Hinzu kommt eine wackelige Handkamera, die während der wenigen Temposzenen zusätzlich das Auge des Zuschauers belastet und vor allem und hauptsächlich mangelt es an spannenden Momenten.
Als man diverse Gänge und Räume mit Baseballschläger und Taschenlampe abgeklappert hat und weder die Vermisste, noch Spuren vom vermeintlichen Schlächter auffinden konnte, deutet viel darauf hin, dass jemand innerhalb der Gruppe ein böses Spiel mit den übrigen treibt, was das Interesse zunächst noch aufrecht erhalten kann.
Doch je vertrackter man die Beziehungen um die Vermisste gestaltet, - mit Neid, Missgunst und heimlichen Beziehungen (alles in recht distanziert anmutender Steno-Form), - umso gleichgültiger tritt man dem Streifen und seinen Protagonisten gegenüber.
Letztlich will man nur noch wissen, wer hinter all dem steckt und mit welchem Motiv an die Geschichte herangegangen wurde und auch in dieser Hinsicht vermag das Skript zum Finale hin kaum zu überzeugen.
Somit wird die latente Ereignislosigkeit allenfalls vom Verfolgen eines Geräusches durchbrochen, ab und an wird auch mal der Schläger geschwungen und letzten Endes gibt es sogar zwei, drei Tote zu vermelden (allerdings ohne eine in Szene gesetzte Gewalttat).
Andererseits verschwinden Figuren aufgrund narrativer Lücken einfach so aus der Handlung und man merkt am Ende sehr deutlich, was Regisseur und Autor Assadulin erreichen wollte, es jedoch aufgrund mangelnder Erfahrung oder sonstigen Defiziten nicht hinbekommen hat.

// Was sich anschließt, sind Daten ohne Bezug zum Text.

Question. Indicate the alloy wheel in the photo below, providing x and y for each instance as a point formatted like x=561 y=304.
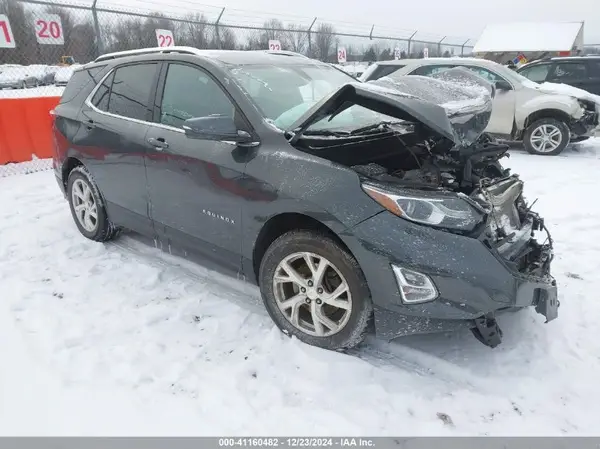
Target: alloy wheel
x=84 y=204
x=546 y=138
x=312 y=294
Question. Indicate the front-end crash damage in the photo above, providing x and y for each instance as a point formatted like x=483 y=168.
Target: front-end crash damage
x=426 y=159
x=587 y=122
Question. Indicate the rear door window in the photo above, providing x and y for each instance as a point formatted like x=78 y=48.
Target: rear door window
x=79 y=81
x=130 y=91
x=537 y=73
x=428 y=70
x=191 y=93
x=569 y=71
x=100 y=98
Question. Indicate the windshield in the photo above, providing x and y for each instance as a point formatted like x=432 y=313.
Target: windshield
x=284 y=93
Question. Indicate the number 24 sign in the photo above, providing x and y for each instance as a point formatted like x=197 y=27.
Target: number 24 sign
x=7 y=40
x=48 y=29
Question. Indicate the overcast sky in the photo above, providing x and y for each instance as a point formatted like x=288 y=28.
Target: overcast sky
x=458 y=18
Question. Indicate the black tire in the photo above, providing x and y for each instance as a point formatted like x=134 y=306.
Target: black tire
x=355 y=329
x=565 y=135
x=104 y=230
x=579 y=139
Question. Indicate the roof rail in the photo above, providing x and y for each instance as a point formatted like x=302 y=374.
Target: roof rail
x=283 y=53
x=148 y=51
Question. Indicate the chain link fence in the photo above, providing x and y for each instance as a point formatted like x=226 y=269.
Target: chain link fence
x=42 y=42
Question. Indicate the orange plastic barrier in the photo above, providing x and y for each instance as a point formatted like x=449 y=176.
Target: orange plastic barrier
x=25 y=128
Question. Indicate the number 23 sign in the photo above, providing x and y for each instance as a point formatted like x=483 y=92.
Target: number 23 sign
x=48 y=29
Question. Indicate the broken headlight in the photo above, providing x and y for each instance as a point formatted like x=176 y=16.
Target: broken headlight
x=441 y=210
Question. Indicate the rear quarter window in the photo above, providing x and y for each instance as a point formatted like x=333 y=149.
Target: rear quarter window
x=80 y=80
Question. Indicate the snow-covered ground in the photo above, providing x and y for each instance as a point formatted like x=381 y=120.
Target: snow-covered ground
x=121 y=339
x=41 y=91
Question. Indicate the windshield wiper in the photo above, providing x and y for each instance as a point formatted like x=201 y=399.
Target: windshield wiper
x=326 y=132
x=373 y=127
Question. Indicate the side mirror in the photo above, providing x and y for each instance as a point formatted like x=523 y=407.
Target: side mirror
x=215 y=127
x=503 y=85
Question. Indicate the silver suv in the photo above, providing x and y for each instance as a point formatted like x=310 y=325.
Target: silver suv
x=545 y=120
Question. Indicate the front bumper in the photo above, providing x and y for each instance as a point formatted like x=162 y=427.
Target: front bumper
x=587 y=125
x=475 y=282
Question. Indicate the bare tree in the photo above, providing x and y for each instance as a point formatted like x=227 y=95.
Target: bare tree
x=272 y=31
x=295 y=39
x=324 y=41
x=195 y=33
x=228 y=40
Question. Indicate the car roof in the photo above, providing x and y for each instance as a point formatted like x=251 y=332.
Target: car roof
x=429 y=61
x=225 y=57
x=560 y=58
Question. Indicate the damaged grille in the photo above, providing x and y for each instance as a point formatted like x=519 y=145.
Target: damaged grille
x=505 y=217
x=511 y=227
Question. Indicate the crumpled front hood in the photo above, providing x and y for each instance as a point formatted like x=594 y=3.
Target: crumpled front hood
x=379 y=99
x=456 y=104
x=10 y=77
x=465 y=96
x=565 y=89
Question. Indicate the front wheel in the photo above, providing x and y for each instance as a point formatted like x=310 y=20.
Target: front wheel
x=546 y=137
x=315 y=290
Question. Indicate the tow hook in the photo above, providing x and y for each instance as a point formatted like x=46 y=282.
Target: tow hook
x=487 y=331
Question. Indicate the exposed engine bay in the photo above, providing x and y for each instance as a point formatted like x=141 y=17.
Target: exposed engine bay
x=407 y=156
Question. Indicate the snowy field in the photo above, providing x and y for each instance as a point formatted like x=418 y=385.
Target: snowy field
x=120 y=339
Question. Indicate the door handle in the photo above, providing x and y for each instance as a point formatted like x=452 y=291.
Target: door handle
x=159 y=143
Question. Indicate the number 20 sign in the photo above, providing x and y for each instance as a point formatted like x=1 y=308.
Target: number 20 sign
x=48 y=29
x=7 y=40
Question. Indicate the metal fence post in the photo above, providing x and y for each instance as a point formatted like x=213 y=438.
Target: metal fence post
x=99 y=41
x=217 y=32
x=410 y=41
x=309 y=33
x=440 y=46
x=462 y=48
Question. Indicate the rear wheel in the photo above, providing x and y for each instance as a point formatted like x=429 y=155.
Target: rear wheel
x=579 y=139
x=547 y=137
x=315 y=290
x=88 y=208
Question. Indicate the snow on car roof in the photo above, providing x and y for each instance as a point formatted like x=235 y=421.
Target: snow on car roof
x=529 y=36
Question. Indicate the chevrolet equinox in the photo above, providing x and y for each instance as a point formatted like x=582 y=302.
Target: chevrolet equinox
x=347 y=203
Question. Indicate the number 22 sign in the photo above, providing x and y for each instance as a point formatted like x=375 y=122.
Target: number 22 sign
x=48 y=29
x=165 y=38
x=7 y=40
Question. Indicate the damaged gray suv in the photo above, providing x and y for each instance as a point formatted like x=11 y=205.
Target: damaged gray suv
x=347 y=203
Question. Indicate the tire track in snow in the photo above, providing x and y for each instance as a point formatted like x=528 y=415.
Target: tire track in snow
x=378 y=353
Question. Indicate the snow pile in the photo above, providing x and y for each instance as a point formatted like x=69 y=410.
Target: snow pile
x=24 y=168
x=42 y=91
x=121 y=339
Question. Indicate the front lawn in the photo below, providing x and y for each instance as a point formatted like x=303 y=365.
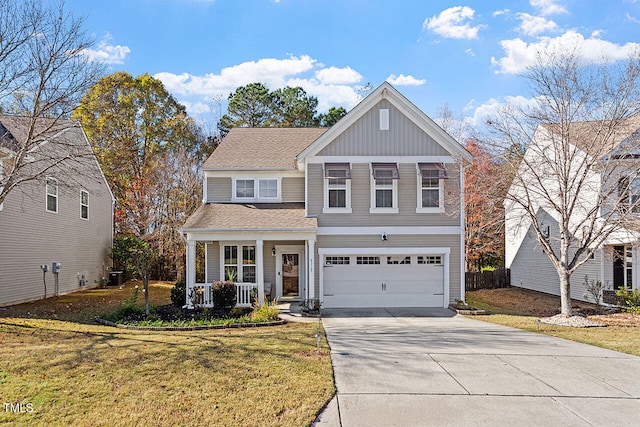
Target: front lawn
x=521 y=308
x=73 y=372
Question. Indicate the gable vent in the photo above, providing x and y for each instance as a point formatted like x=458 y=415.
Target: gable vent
x=384 y=119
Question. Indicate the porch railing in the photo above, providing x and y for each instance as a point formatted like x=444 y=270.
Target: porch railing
x=201 y=294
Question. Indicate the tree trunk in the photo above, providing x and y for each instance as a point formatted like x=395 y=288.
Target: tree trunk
x=565 y=294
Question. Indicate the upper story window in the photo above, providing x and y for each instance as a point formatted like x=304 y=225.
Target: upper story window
x=52 y=195
x=84 y=205
x=337 y=187
x=384 y=187
x=255 y=189
x=629 y=194
x=430 y=187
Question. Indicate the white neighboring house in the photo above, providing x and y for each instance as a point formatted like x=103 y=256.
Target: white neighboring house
x=63 y=216
x=367 y=213
x=616 y=259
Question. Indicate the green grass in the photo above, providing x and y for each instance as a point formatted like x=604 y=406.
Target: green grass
x=521 y=309
x=74 y=372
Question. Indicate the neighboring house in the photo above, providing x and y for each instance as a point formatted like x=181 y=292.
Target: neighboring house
x=63 y=215
x=614 y=184
x=367 y=213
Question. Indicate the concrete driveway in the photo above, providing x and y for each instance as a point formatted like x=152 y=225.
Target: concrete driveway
x=424 y=367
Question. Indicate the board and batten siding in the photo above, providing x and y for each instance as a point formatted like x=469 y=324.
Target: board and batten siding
x=361 y=199
x=30 y=236
x=364 y=137
x=398 y=241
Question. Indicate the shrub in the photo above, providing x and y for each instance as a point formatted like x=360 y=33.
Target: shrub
x=224 y=294
x=179 y=293
x=266 y=312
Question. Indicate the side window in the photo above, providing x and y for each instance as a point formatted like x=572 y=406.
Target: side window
x=52 y=195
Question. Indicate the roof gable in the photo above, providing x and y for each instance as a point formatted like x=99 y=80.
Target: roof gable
x=261 y=148
x=386 y=95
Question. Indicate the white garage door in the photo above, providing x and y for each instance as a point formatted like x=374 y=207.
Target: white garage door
x=383 y=281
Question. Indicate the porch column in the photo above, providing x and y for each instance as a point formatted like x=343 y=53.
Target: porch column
x=191 y=268
x=260 y=270
x=311 y=277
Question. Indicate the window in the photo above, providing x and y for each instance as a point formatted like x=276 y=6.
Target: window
x=255 y=189
x=337 y=183
x=337 y=260
x=52 y=195
x=430 y=183
x=244 y=189
x=84 y=205
x=384 y=188
x=398 y=260
x=240 y=269
x=367 y=260
x=430 y=259
x=268 y=188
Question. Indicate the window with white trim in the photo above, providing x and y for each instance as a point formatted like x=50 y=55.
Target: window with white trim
x=52 y=195
x=384 y=187
x=239 y=269
x=430 y=259
x=84 y=204
x=430 y=187
x=367 y=260
x=337 y=187
x=337 y=260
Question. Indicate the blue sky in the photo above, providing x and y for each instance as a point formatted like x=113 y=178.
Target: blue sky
x=465 y=54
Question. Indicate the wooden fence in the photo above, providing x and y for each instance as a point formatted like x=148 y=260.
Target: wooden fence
x=500 y=278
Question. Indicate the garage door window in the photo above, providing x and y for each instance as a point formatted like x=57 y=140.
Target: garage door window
x=364 y=260
x=337 y=260
x=430 y=259
x=398 y=260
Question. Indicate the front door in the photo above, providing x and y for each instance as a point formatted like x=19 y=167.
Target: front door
x=290 y=272
x=290 y=275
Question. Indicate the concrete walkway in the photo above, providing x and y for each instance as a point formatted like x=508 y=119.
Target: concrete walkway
x=431 y=367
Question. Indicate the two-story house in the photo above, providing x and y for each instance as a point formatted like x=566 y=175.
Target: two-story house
x=367 y=213
x=605 y=178
x=56 y=224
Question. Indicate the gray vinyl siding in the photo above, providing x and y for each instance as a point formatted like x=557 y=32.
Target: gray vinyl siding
x=361 y=199
x=364 y=138
x=218 y=189
x=293 y=189
x=30 y=236
x=532 y=269
x=407 y=241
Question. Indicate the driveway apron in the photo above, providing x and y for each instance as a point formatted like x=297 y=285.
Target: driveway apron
x=432 y=367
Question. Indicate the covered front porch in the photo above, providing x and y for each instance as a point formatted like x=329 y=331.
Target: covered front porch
x=267 y=251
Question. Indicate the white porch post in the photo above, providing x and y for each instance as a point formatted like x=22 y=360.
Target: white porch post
x=260 y=270
x=191 y=268
x=310 y=269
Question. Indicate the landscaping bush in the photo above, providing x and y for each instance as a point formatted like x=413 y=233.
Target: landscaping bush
x=179 y=293
x=224 y=294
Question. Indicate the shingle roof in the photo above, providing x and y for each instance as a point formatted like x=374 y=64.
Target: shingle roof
x=262 y=148
x=259 y=216
x=589 y=136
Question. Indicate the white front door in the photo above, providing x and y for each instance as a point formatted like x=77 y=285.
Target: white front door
x=290 y=262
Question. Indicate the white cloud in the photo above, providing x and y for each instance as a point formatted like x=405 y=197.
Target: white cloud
x=107 y=53
x=534 y=25
x=548 y=7
x=519 y=54
x=335 y=75
x=453 y=23
x=403 y=80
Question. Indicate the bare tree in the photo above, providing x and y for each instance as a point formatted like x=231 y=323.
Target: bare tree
x=44 y=70
x=581 y=160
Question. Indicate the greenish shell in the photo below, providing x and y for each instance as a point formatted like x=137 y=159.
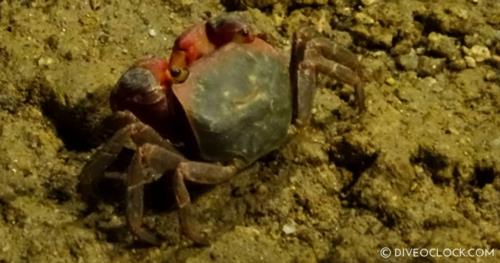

Am Score scheitert der Streifen also nicht, denn der ist (bis auf den Track während der Closing Credits) richtig gut, an den bemühten Darstellern auch nicht, denn die bringen, trotz oberflächlicher Figurenzeichnungen noch ein wenig Glaubhaftigkeit rüber, doch am Rest mangelt es gewaltig.
Da will sich keine klaustrophobische Beklemmung einstellen und auch Momente zum Mitfiebern sind absolute Mangelware, vom Blutgehalt mal ganz zu schweigen.
Das Grundgerüst der Story ist passabel, doch an der phasenweise undurchdachten Inszenierung in den latent halbdunklen Bunkerräumen leiden nicht nur die Augen des Betrachters, sondern primär der Unterhaltungswert.